SCOTUS Offers Hope for Juvenile Offenders Sentenced to Life in Prison
TALLAHASSEE, Fla. - There's new hope that more than 2,000 people sentenced to life in prison for crimes they committed as juveniles may not have to spend the rest of their lives in prison.
Many received automatic life sentences for murders, without consideration of their youth or other factors. But on Monday, the U.S. Supreme Court held that a 2012 decision barring mandatory life without parole for child offenders applies retroactively.
Nate Balis, director of the Annie E. Casey Foundation's juvenile-justice strategy group, said the ruling takes into account what numerous studies have shown about the teenage brain.
"It sends a critical message that all children, even those who've committed the worst crimes, are different from adults," he said, "and we know this."
A spokesperson for the Florida Juvenile Justice Association said the ruling supports research that shows the adolescent brain isn't fully developed until the mid-20s. Last year, Florida's highest court also ruled unanimously that all Florida juveniles convicted of homicide who received automatic life sentences must be re-sentenced under a state law passed in 2014.

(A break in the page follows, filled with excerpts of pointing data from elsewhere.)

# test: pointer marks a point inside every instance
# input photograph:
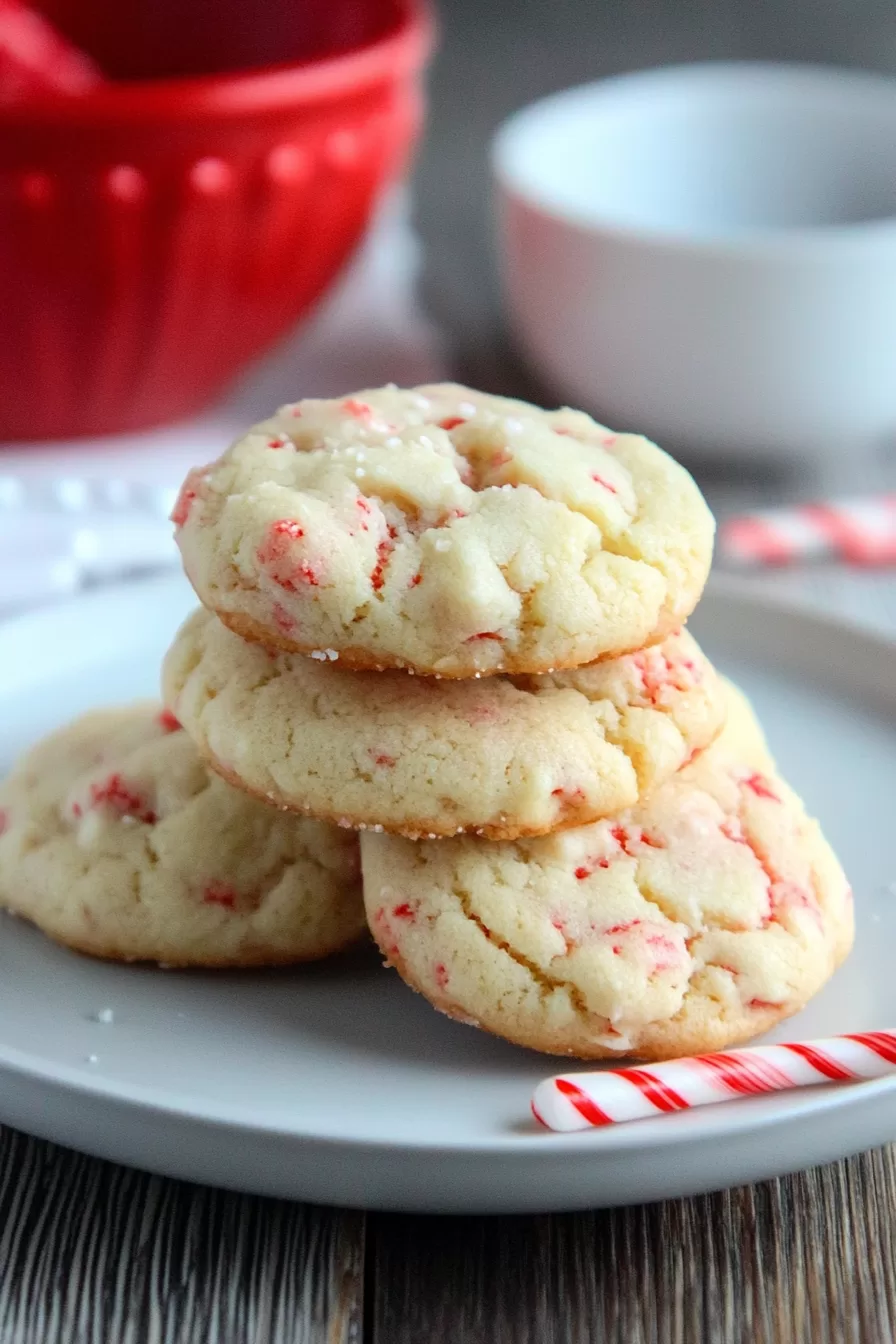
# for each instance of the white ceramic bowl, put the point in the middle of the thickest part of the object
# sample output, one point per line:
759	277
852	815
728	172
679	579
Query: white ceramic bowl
708	253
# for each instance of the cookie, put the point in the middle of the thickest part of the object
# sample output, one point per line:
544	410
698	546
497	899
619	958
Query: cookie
503	757
688	924
116	840
445	531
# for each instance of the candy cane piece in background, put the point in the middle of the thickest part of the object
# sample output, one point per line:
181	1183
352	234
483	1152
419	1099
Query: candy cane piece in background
610	1097
856	531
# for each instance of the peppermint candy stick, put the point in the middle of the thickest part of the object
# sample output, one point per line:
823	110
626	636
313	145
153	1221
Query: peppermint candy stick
859	531
613	1096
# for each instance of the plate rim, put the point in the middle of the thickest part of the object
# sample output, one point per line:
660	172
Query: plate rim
623	1140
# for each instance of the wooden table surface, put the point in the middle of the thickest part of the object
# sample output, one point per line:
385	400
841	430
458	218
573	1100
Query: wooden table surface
97	1254
100	1254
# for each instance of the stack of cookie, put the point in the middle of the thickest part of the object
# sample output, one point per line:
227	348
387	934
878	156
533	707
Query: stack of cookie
453	624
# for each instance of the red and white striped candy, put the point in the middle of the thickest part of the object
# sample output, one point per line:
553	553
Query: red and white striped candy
609	1097
860	531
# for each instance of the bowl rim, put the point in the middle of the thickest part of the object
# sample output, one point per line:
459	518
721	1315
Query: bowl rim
754	242
402	49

Balis said the ruling represents a positive step in the juvenile-justice system, recognizing that most adolescents have the capacity for change and rehabilitation.
"It raises questions about any laws that transfer young people for decisions that they made - for the worst day that they had as a 15- or 16-year-old, or a 14-year-old - that transfers them to an adult system that's not equipped to work with them," he said.
Florida is one of nine states that, together, account for more than 80 percent of all juvenile sentences of life without the possibility of parole, according to a recent report.
Meanwhile on Monday, President Obama announced a series of criminal-justice reforms he plans to take through executive action, including a ban on the use of solitary confinement for juveniles in federal facilities.
The ruling is online at supremecourt.gov.